An unemployed loner with intense ambition, Louis’ manic stare and spouting of management-speak clichés learnt online lead most who meet him to give him a wide berth. Unable to find normal employment, Louis chances upon lone shark cameramen filming a car crash on an LA freeway, to sell the images to TV networks. Seeing the same footage on the following morning’s news, Louis decides this could be the vocation for him.

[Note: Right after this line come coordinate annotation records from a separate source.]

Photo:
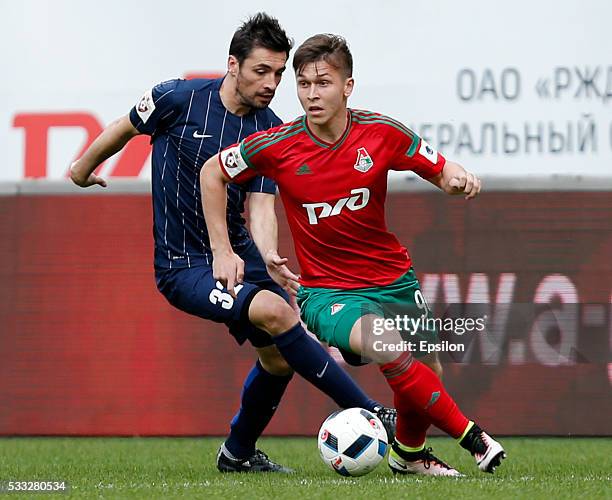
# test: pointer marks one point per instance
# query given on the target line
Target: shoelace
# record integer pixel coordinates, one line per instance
(429, 457)
(261, 455)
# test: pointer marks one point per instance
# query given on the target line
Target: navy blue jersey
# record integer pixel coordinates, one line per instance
(188, 124)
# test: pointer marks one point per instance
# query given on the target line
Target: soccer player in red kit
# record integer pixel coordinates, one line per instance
(331, 168)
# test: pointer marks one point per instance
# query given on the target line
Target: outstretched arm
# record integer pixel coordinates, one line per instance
(228, 268)
(454, 179)
(111, 140)
(264, 229)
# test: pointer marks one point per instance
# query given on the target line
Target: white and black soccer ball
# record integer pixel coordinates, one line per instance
(352, 442)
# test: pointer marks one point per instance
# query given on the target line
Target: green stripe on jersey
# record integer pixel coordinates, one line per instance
(273, 136)
(406, 131)
(264, 145)
(363, 116)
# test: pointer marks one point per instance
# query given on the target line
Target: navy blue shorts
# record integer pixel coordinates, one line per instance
(195, 291)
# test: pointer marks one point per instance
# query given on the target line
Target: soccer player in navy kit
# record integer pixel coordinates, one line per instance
(190, 121)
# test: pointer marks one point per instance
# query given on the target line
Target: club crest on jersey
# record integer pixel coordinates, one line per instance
(232, 161)
(145, 106)
(364, 161)
(336, 308)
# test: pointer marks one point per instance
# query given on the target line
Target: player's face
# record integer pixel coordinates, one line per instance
(258, 76)
(323, 91)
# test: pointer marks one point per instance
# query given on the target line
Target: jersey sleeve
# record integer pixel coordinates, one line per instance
(411, 152)
(158, 107)
(251, 158)
(262, 184)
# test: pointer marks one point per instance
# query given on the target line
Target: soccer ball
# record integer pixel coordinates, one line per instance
(352, 442)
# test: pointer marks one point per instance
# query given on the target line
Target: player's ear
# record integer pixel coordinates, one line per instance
(232, 65)
(349, 84)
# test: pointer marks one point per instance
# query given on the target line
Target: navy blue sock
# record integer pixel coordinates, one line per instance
(261, 394)
(308, 358)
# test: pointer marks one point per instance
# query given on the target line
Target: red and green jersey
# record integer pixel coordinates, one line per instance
(334, 194)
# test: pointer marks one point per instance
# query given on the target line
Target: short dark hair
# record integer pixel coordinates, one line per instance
(332, 49)
(260, 30)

Acquiring a basic video camera, police radio interceptor and hapless assistant Rick (Riz Ahmed), Louis is soon hot footing it to accident scenes and jamming his lens into the faces of the dying and injured. Peddling his ill-gotten wares to a local TV station, he encounters hard-bitten director of news Nina Romina (Rene Russo) who, valuing ratings over morals, urges Louis to bring her footage of “victims that are white, well off, injured at the hands of the poor or minorities.” Her wish is Louis’ command and, being a resourceful type, he doesn’t stop there. Being first on the scene means he can ‘dress’ his ‘set’ as he wishes – dead body not quite in the best light? No matter, Louis will move it. And soon he graduates to not just videoing the news but orchestrating its creation – no matter the cost.

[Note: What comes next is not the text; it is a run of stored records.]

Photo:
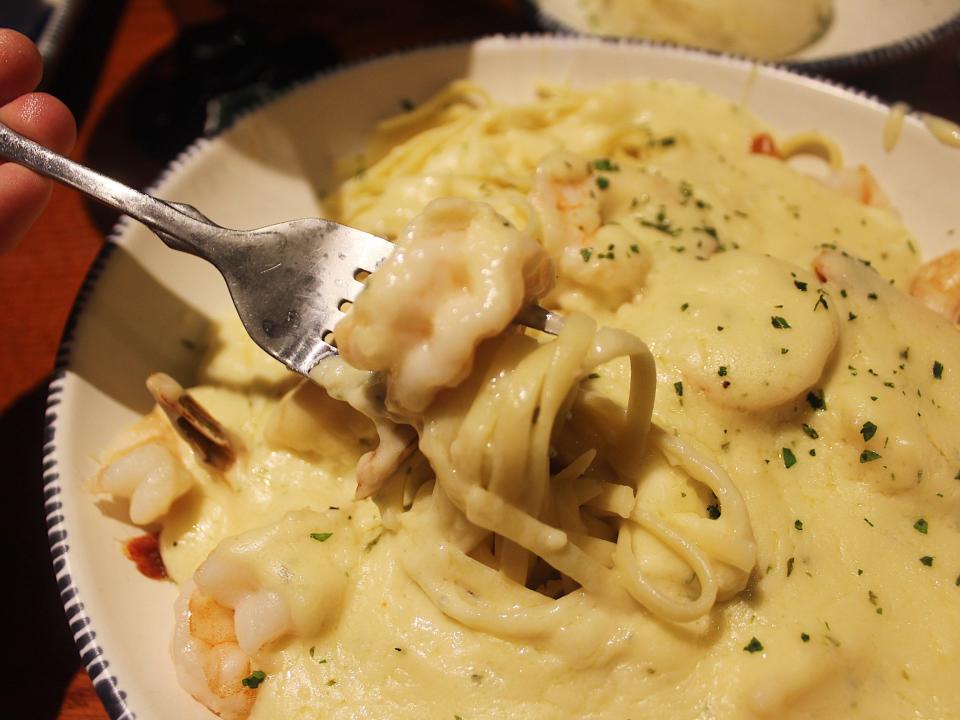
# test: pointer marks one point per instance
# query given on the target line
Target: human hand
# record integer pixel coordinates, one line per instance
(38, 116)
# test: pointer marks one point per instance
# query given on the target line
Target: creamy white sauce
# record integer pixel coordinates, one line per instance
(820, 398)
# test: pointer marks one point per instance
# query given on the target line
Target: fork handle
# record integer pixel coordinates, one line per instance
(178, 230)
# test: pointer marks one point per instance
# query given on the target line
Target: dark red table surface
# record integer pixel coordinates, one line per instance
(113, 46)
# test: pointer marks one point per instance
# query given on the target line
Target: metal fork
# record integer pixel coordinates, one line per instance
(289, 282)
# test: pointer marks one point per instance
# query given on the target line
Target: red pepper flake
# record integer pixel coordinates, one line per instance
(764, 144)
(145, 553)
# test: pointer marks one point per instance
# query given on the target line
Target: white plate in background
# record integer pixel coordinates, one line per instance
(863, 32)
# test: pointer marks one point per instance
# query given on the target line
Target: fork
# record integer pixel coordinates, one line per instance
(289, 282)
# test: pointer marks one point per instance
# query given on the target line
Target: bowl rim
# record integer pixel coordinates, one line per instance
(860, 60)
(92, 655)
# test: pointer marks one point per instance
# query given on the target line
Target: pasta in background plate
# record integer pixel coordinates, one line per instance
(765, 29)
(727, 489)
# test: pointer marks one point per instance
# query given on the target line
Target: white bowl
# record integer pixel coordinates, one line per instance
(143, 307)
(863, 33)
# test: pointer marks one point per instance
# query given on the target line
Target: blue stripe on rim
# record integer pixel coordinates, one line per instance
(97, 665)
(862, 60)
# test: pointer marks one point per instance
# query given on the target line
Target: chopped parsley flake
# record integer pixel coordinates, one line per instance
(254, 679)
(606, 165)
(789, 459)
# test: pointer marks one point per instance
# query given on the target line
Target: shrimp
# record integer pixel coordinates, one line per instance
(208, 660)
(423, 313)
(150, 476)
(937, 285)
(567, 199)
(153, 474)
(256, 591)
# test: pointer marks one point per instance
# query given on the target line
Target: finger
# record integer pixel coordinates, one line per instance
(20, 65)
(43, 118)
(24, 194)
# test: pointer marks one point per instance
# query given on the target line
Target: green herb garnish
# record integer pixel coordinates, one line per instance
(254, 679)
(789, 459)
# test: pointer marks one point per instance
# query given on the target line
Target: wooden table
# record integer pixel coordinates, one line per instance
(39, 281)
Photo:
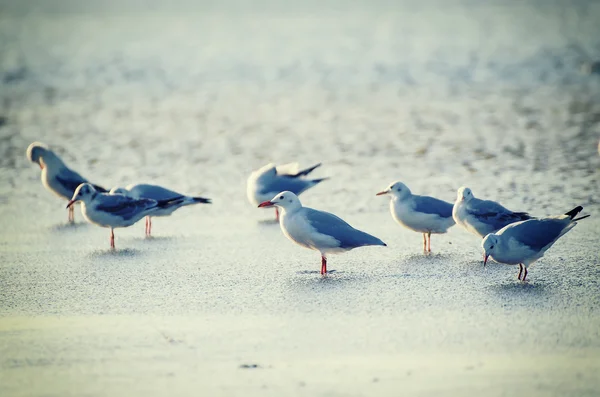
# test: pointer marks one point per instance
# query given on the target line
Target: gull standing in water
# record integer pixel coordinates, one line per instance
(482, 217)
(523, 243)
(317, 230)
(422, 214)
(56, 176)
(114, 210)
(269, 180)
(159, 193)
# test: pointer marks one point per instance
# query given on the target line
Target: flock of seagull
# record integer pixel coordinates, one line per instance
(512, 238)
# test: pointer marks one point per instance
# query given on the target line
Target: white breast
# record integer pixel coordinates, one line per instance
(296, 227)
(404, 213)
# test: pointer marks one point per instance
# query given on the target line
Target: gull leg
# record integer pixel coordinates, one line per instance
(323, 265)
(112, 238)
(71, 214)
(429, 242)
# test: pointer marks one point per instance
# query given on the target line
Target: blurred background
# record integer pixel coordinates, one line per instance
(501, 96)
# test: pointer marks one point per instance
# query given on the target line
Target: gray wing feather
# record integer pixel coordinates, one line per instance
(283, 183)
(124, 206)
(153, 192)
(537, 233)
(431, 205)
(70, 179)
(331, 225)
(494, 214)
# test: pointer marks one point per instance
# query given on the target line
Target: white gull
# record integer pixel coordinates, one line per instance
(317, 230)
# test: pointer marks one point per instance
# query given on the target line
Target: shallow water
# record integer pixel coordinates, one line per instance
(194, 97)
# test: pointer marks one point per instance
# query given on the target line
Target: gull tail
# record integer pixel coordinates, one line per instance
(522, 216)
(170, 202)
(580, 218)
(315, 181)
(573, 213)
(200, 200)
(99, 188)
(306, 171)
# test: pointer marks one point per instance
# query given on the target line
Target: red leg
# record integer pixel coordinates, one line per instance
(112, 238)
(429, 242)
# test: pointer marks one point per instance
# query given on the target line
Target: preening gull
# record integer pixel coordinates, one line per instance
(113, 210)
(482, 217)
(56, 176)
(523, 243)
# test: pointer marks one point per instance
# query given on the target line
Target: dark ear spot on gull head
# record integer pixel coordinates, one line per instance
(35, 151)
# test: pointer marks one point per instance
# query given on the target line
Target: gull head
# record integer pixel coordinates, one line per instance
(464, 194)
(489, 245)
(118, 190)
(286, 200)
(397, 190)
(84, 192)
(35, 151)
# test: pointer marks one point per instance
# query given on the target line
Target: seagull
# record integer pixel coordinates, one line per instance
(422, 214)
(317, 230)
(56, 176)
(267, 181)
(482, 217)
(525, 242)
(114, 210)
(158, 193)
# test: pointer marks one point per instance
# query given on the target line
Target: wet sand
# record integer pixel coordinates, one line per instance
(219, 302)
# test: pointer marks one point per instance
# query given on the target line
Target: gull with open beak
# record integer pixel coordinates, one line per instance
(317, 230)
(422, 214)
(522, 243)
(269, 180)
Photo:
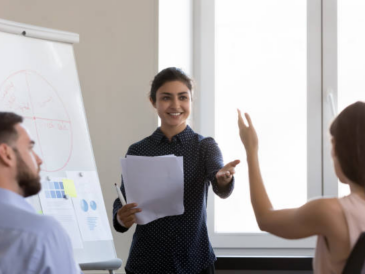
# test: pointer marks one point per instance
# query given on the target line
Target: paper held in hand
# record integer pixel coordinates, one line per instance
(156, 184)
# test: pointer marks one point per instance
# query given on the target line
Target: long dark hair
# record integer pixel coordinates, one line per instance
(348, 132)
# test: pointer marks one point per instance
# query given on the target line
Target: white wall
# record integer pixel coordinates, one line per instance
(116, 60)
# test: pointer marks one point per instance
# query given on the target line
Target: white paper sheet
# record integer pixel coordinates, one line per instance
(156, 184)
(54, 204)
(89, 206)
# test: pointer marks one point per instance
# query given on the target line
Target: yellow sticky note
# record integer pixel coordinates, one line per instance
(69, 186)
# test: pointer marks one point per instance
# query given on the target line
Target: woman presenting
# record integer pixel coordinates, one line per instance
(176, 244)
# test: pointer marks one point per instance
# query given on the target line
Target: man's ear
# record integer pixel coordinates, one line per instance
(6, 155)
(153, 103)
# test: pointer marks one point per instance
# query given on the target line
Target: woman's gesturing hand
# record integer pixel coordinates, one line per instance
(248, 134)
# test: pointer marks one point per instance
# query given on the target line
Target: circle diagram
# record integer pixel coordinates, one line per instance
(30, 95)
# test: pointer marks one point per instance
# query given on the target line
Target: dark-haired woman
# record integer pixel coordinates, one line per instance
(338, 222)
(176, 244)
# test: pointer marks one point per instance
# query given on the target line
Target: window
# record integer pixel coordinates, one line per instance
(292, 65)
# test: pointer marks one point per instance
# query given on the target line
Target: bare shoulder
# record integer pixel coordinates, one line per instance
(328, 213)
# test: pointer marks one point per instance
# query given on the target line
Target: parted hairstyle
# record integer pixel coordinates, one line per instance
(348, 132)
(168, 75)
(7, 130)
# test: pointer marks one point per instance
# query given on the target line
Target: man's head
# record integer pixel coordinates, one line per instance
(19, 164)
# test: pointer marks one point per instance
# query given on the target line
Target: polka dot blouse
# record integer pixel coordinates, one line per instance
(178, 244)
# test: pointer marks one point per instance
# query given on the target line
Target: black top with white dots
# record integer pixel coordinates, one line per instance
(178, 244)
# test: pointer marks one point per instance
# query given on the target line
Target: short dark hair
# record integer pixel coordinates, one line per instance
(168, 75)
(7, 130)
(348, 132)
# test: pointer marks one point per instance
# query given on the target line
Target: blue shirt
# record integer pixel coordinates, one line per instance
(32, 243)
(177, 244)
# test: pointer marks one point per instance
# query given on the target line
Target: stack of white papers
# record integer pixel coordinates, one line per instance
(156, 184)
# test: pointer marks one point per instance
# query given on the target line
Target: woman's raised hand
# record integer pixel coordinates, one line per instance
(248, 134)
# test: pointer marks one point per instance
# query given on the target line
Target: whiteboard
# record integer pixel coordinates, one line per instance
(39, 80)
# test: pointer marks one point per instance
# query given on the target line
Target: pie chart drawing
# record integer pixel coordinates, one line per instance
(32, 96)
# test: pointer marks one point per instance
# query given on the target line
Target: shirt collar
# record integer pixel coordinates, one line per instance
(183, 137)
(13, 199)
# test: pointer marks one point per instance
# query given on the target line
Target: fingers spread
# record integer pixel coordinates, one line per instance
(241, 122)
(248, 118)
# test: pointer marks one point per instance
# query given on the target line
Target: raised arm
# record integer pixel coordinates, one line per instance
(311, 219)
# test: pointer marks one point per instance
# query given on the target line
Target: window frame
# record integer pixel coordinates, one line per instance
(321, 76)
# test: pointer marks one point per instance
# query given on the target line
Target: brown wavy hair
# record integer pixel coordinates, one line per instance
(348, 132)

Jake Gyllenhaal is extraordinarily good as Louis. Gaunt, haunted and obsessive, we’ve no idea what gutter he crawled out of, but he’s so disconcertingly real it simply doesn’t matter. A timely and deeply, darkly troubling satire, Nightcrawler looks at our increasing appetite for ghoulish news stories and asks just how low can we go in the quest for TV ratings? Perhaps the most disturbing aspect is just how plausible some of it seems.